Small Nucleic Acid Drug Developer
Recently, ASOcura (hereinafter referred to as "ASOcura" or "the Company") has completed a pre-A round of financing of 20 million yuan. This round of financing was exclusively invested by HeRui Venture Capital. The funds will be used for new product development, clinical trials, and registration applications.
ASOcura, established on April 1, 2017, is located in Suzhou Industrial Park. The company is the first in China to target RNA splicing and RNA editing for the development of antisense oligonucleotide (ASO) drugs and owns several of the latest international ASO technologies. The company has multiple projects underway, with significant progress already made in drug development for diseases such as DMD (Duchenne Muscular Dystrophy) and SCA3 (Spinocerebellar Ataxia Type 3). The founder of the company, Dr. Yimin Hua, is a world-leading scientist in the field of ASO drugs and one of the principal inventors of Nusinersen (marketed as Spinraza), the most globally sold small nucleic acid drug. Building on existing technologies, the company has optimized and upgraded its platform, pioneering new-generation ASO-based drug development technologies including 5D-ASO, which intervenes in RNA splicing, and ANISPR, a novel ASO that induces RNA editing.
ASO Technology Has Great Potential in Treating Rare Diseases
In 2020, impacted by the COVID-19 pandemic, nucleic acid-based biopharmaceutical technologies, represented by mRNA vaccines, developed rapidly. Small nucleic acid drugs also gradually expanded in scale globally. According to relevant materials, the global ASO drug market is expected to reach 64.64 billion US dollars by 2030. ASO, as the most mature technological route among small nucleic acid drugs, represents one of the development directions of RNA-targeted drugs.
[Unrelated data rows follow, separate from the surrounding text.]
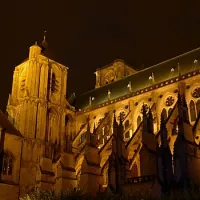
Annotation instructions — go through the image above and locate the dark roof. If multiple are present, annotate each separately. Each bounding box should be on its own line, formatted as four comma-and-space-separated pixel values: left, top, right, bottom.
76, 48, 200, 109
0, 110, 23, 137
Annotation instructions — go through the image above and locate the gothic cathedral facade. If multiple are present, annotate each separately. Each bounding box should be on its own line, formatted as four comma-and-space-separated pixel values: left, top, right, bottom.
0, 38, 200, 199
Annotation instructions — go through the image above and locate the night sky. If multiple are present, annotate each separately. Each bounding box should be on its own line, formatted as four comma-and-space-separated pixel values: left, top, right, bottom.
0, 0, 200, 111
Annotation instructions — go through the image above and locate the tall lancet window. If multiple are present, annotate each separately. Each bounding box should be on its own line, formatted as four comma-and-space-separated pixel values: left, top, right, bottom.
51, 73, 56, 92
2, 153, 13, 175
137, 116, 142, 127
196, 99, 200, 116
190, 101, 196, 122
161, 108, 167, 120
132, 162, 138, 177
168, 108, 172, 116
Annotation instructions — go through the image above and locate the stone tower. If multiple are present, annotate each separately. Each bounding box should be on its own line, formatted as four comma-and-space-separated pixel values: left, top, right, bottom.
7, 38, 75, 196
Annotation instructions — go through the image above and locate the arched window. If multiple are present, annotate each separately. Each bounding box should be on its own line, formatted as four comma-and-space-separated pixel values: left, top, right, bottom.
190, 101, 196, 122
118, 111, 126, 121
132, 163, 138, 177
125, 131, 130, 139
51, 73, 56, 92
196, 99, 200, 115
161, 108, 167, 120
137, 116, 142, 127
124, 120, 129, 130
65, 115, 69, 126
2, 153, 13, 175
168, 108, 172, 116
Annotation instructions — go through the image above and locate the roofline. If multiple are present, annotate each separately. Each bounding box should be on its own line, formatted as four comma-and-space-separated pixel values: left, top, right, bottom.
79, 47, 200, 96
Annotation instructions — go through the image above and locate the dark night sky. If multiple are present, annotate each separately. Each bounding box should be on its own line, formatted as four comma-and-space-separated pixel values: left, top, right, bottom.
0, 0, 200, 110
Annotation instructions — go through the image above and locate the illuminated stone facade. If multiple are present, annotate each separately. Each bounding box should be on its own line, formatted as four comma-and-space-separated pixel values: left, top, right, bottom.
0, 41, 200, 199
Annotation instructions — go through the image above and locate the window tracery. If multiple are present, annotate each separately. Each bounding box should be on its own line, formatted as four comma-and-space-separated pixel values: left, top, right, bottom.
137, 115, 142, 127
2, 152, 14, 176
165, 96, 175, 106
118, 111, 126, 121
190, 101, 196, 122
192, 87, 200, 98
140, 103, 149, 113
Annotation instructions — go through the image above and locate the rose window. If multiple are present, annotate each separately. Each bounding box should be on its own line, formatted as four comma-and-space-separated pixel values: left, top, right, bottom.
192, 87, 200, 98
165, 96, 174, 106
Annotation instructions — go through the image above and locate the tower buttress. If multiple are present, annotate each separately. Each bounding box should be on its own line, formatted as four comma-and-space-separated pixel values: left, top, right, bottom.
7, 39, 68, 143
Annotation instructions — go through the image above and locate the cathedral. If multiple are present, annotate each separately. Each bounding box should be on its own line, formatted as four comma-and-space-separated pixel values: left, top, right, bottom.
0, 38, 200, 200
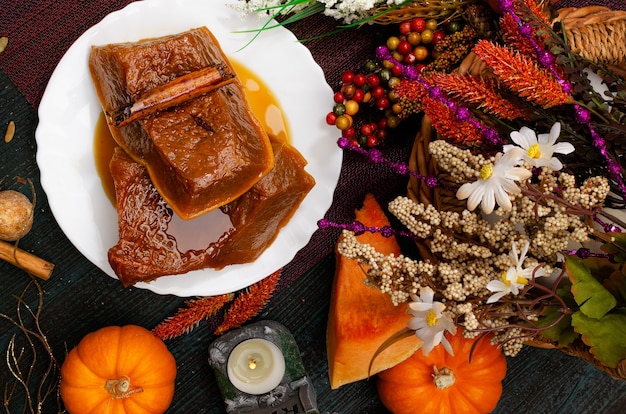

Effective delivery of oligonucleotide therapies to various tissues remains a major challenge. Oligonucleotides are generally large, hydrophilic poly-anions (single-stranded ASOs are approximately 4–10 kDa, double-stranded siRNAs are about 14 kDa), which means they do not easily pass through the plasma membrane. So far, almost all approved nucleic acid drugs on the market have focused on local administration (e.g., eyes) or delivery to the liver, while the first blockbuster nucleic acid drug, nusinersen, is delivered to the spinal cord via lumbar puncture. Professor Yimin Hua, founder of ASOcura, is the inventor of the splicing-switching ASO technology that promotes the inclusion of SMN2 exon 7, and was a key scientist in the preclinical development of nusinersen. In SMA patients, mutations in the SMN1 gene prevent it from expressing SMN protein. Fortunately, humans also have the SMN2 gene, which can produce a small amount of SMN protein. However, under normal circumstances, during the splicing of SMN2 pre-mRNA, exon 7 is excluded (normal SMN1 retains exon 7), resulting in a truncated, non-functional, and unstable protein. Nusinersen ensures that SMN2 mRNA retains exon 7, allowing for the translation of normal SMN protein and achieving therapeutic effects. The company's next-generation technology can enhance ASO efficiency by more than five times, bringing hope to the development of ASO drugs for extrahepatic tissue diseases, especially rare diseases.
The founder is a global leader in ASO drug core technology.
Dr. Huayimin Hua, the founder of the company, obtained his Ph.D. from Sun Yat-sen University in 1998. He went to the United States in 2000 to conduct research on Spinal Muscular Atrophy (SMA). In 2015, he returned to China full-time as a Distinguished Professor and doctoral supervisor at Soochow University. In 2017, he founded ASOcura. Dr. Hua has published over 40 high-standard papers in top international journals such as Nature and Science, with more than 6,000 citations. While working at Cold Spring Harbor Laboratory in the U.S., he invented Spinraza, an antisense nucleic acid drug for treating SMA. The drug was approved by the U.S. FDA on December 23, 2016, launched in China in early 2019, and currently generates annual sales of approximately 2 billion US dollars. Over the years, Nusinersen has saved the lives of thousands of children with SMA worldwide.